August 28, 2007

Google Monetizes YouTube - Not User Generated Content

Google paid YouTube over a billion dollars and has revealed how it plans on monetizing the site. An Adage article states that instead of running across the site's consumer-generated content, Google's in-video ads will run on 3,000 professional content partners and 70 independent partner channels. Google's new YouTube ad formats will be graphic overlays that cover the bottom 20% of the screen and go away if not clicked after 10 seconds (a method pioneered by Videoegg)

Ads on professional content partners is not a model which monetizes the core concept of User Generated Content. It could well have been achieved without acquiring YouTube in the first place, and by just uploading good professional content (with ads) on YouTube pages. Obviously there are constraints to monetizing YouTube, otherwise Google wouldn't have a chosen such a fundamentally deviant method.

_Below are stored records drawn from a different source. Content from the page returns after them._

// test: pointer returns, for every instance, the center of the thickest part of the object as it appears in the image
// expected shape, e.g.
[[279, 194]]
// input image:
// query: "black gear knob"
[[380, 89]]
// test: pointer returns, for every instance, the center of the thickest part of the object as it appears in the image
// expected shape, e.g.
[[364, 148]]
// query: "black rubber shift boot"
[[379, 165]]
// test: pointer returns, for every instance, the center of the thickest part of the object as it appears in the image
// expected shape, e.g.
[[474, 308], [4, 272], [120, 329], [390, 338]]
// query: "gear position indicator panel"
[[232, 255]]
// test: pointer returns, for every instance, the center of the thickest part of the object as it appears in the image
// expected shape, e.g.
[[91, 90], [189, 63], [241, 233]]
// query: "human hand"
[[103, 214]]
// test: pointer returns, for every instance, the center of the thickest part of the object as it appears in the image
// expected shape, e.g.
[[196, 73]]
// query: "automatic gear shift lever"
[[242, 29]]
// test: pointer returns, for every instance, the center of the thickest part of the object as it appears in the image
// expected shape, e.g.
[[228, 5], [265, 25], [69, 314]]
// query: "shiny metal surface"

Constraints to Monetizing YouTube

  • User Generated Content is that its difficult to verify all uploaded content and advertisers would hate for ads to appear in "inappropriate" or copyrighted content.
  • What about ads in the same page as the content? We are all familiar with adsense right? Well the problem is that the tags used to define these videos are diverse and is meant to drive traffic towards the video from every possible source. Automatically adsense based on tags and content becomes that much more non targeted.

What should the Monetization Model be for YouTube? (How I wish I were paid for thinking about this stuff)

Well one of the models that can be followed to use UGC to generate money goes like this...

User uploads Video in a specific category with specific keywords/tags => Video hits it big => Reaches a threshold viewership, rating and is shared amongst viewers in a defined period of time => Achieves a threshold rating => Reviewed by the YouTube team for content and keyword authenticity =>

Advertisers bid on keywords/categories and provide ad content to be placed in a format specified by YouTube => Advertisers choose number of videos they would like ad placed on and whether they would like 1 video a day/week etc => They can also define threshold viewership, rating etc => Highest bidders get the best videos to advertise on => Once the number of videos for highest bidder is exhausted, second highest bidder gets ads in the next most popular videos and so on => Ad is auto inserted as graphic overlays that cover bottom 20% of the screen for first 5 seconds and last 5 seconds of the video, followed by a full screen still for 1 second

Since only a limited number of videos will cross threshold viewership - monitoring and reviewing these videos is much simpler and solves some of the constraints we were discussing earlier. What remains a question is how will viewership be affected with ads on erstwhile free content?